La prova decisiva fu nel 1996, anno in cui il mercato (all’epoca floridissimo) delle commedie romantiche aveva due titoli come principali concorrenti. Jerry Maguire fece di Cameron Crowe un regista di culto. Un giorno per caso era una rom com dallo schema più tradizionale, e per questo, dice il protagonista, ebbe meno successo. Il protagonista in questione è George Clooney, e Jerry Maguire era invece Tom Cruise. Il 1996 fu l’anno in cui i due eroi romantici dello schermo erano due della cui sospetta omosessualità avremmo continuato a cianciare nei decenni a venire. Decenni nei quali, ogni volta che quei film son passati alla Tv, abbiamo continuato a commuoverci quando George si addormenta mentre Michelle Pfeiffer si fa bella, e a struggerci quando Tom dice a Renée Zellweger: «Tu mi completi». Abbiamo deciso di crederci. Il romanticismo cinematografico è una cosa seria, non sarà certo il sospetto che non somigli alla realtà a rovinarci il gioco.

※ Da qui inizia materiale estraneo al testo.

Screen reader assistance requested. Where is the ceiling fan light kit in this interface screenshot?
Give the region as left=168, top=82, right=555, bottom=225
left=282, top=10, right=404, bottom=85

Quindi, quando la sorella di George dà un’intervista al New York Daily News dicendo che George non è il tipo che si sposa, perché non si può star dietro a tutto, ha troppa carriera per occuparsi di una famiglia, non ci sembra una notifica di femminismo (non ci lamentiamo sempre che quelle cui si chiede conto del doppio ruolo sian solo le donne?).

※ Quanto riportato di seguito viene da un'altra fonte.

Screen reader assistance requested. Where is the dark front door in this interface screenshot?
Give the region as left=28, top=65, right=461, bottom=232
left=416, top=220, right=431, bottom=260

Ci concentriamo invece sulla premessa: ma no che non è gay, è solo che non è tipo da matrimonio. Ah! Smentisce! Quindi è vero! Siamo la dimostrazione che fa bene George a non parlarci dei fatti suoi. Perché non è vero, come si sosteneva nel Giovane Holden, che se racconti qualcosa a qualcuno poi senti la mancanza di quel qualcuno. È vero, piuttosto, che se gli racconti qualcosa, poi quel qualcuno vorrà parlarne in eterno. Volete commentare la mia presunta omosessualità? Fatelo, ma senza la mia collaborazione.
Le tediose polemiche successive alla morte di Lucio Dalla – uno che aveva un fidanzato che tutti conoscevano, cui persino il vescovo si è rivolto dal pulpito durante il funerale – lo accusavano di avere occultato una vita che in realtà era quanto di più di pubblico dominio ci fosse. Perché, nella smania confessionale che ormai ci pervade, non basta non fingersi etero, né avere un compagno. Ci vuole l’intervista a cuore aperto, la mulinobianchitudine dell’omosessualità, la normalizzazione a tutti i costi. Non hai diritto di pensare che non siano fatti del pubblico. Hai il dovere di dirci che Cara era una menzogna, che in realtà era per un uomo. Se non lo fai, continueremo a raccontarci che, con quell’informazione, tutto sarebbe cambiato. Che «per i tuoi pochi anni, e per i miei che sono cento» ci avrebbe fatto piangere di meno. Come no.